Center for Radiological Research, Columbia University, New York, NY 10032, USA.
BMC Genomics. 2011 Jan 4;12:2. doi: 10.1186/1471-2164-12-2.
The radiation bystander effect is an important component of the overall biological response of tissues and organisms to ionizing radiation, but the signaling mechanisms between irradiated and non-irradiated bystander cells are not fully understood. In this study, we measured a time-series of gene expression after α-particle irradiation and applied the Feature Based Partitioning around medoids Algorithm (FBPA), a new clustering method suitable for sparse time series, to identify signaling modules that act in concert in the response to direct irradiation and bystander signaling. We compared our results with those of an alternate clustering method, Short Time series Expression Miner (STEM).

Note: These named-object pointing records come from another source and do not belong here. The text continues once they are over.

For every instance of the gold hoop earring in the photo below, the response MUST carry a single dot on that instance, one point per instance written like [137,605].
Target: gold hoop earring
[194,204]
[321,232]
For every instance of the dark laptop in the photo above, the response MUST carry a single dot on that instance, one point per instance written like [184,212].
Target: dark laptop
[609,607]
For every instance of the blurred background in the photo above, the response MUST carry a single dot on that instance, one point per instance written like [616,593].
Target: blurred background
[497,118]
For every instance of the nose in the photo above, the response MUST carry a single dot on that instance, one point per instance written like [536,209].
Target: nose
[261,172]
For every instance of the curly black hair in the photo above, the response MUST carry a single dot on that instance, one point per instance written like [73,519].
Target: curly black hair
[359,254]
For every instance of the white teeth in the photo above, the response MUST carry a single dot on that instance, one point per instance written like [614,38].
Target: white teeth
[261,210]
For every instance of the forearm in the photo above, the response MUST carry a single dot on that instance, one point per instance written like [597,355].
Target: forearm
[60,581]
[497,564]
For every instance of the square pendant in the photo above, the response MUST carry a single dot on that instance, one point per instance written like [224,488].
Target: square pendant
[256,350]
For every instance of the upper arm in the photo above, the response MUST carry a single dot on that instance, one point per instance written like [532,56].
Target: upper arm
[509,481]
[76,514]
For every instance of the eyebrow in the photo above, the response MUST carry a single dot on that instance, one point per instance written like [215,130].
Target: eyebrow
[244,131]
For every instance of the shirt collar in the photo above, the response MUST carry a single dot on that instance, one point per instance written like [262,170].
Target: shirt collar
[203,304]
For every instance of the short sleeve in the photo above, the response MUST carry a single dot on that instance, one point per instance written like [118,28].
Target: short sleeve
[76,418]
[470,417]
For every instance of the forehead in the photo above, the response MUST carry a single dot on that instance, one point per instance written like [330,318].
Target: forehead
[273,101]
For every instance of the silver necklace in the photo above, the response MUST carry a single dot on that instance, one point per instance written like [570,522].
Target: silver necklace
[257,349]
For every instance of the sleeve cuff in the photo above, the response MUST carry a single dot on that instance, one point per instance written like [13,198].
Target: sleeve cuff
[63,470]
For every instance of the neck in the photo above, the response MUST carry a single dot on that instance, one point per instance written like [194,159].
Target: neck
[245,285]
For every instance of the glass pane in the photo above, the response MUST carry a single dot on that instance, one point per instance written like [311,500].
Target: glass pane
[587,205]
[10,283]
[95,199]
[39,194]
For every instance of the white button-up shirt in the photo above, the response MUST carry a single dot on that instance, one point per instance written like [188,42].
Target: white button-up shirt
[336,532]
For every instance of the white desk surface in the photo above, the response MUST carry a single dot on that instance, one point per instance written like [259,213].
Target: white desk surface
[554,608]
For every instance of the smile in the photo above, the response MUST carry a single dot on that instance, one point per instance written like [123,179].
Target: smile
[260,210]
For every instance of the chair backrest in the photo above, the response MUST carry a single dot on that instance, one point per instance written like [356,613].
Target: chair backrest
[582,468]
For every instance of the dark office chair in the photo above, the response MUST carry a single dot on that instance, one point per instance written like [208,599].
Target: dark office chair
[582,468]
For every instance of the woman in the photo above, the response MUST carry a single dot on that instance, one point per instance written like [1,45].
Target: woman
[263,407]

While computational evaluations of both clustering results were similar, FBPA provided more biological insight. After irradiation, gene clusters were enriched for signal transduction, cell cycle/cell death and inflammation/immunity processes; but only FBPA separated clusters by function. In bystanders, gene clusters were enriched for cell communication/motility, signal transduction and inflammation processes; but biological functions did not separate as clearly with either clustering method as they did in irradiated samples. Network analysis confirmed p53 and NF-κB transcription factor-regulated gene clusters in irradiated and bystander cells and suggested novel regulators, such as KDM5B/JARID1B (lysine (K)-specific demethylase 5B) and HDACs (histone deacetylases), which could epigenetically coordinate gene expression after irradiation.
In this study, we have shown that a new time series clustering method, FBPA, can provide new leads to the mechanisms regulating the dynamic cellular response to radiation. The findings implicate epigenetic control of gene expression in addition to transcription factor networks.
辐射旁效应是组织和生物体对电离辐射整体生物反应的一个重要组成部分,但辐照和非辐照旁观者细胞之间的信号转导机制尚未完全了解。在这项研究中,我们测量了α粒子辐照后基因表达的时间序列,并应用了一种新的聚类方法——基于特征的中位数分区算法(FBPA),这是一种适用于稀疏时间序列的聚类方法,以识别在直接辐照和旁观者信号响应中协同作用的信号模块。我们将我们的结果与另一种聚类方法——短时间序列表达挖掘器(STEM)的结果进行了比较。
虽然两种聚类结果的计算评估相似,但 FBPA 提供了更多的生物学见解。辐照后,基因簇富集了信号转导、细胞周期/细胞死亡和炎症/免疫过程;但只有 FBPA 按功能对簇进行了分离。在旁观者中,基因簇富集了细胞通讯/迁移、信号转导和炎症过程;但与辐照样本相比,无论是哪种聚类方法,生物学功能都没有像在辐照样本中那样清晰地区分开来。网络分析证实了 p53 和 NF-κB 转录因子调节的基因簇在辐照和旁观者细胞中,并提出了新的调节剂,如 KDM5B/JARID1B(赖氨酸(K)特异性去甲基酶 5B)和组蛋白脱乙酰酶(HDACs),它们可以在辐照后通过表观遗传调控基因表达。
在这项研究中,我们表明,一种新的时间序列聚类方法 FBPA 可以为调节细胞对辐射的动态反应的机制提供新的线索。研究结果表明,除了转录因子网络外,还存在表观遗传控制基因表达的机制。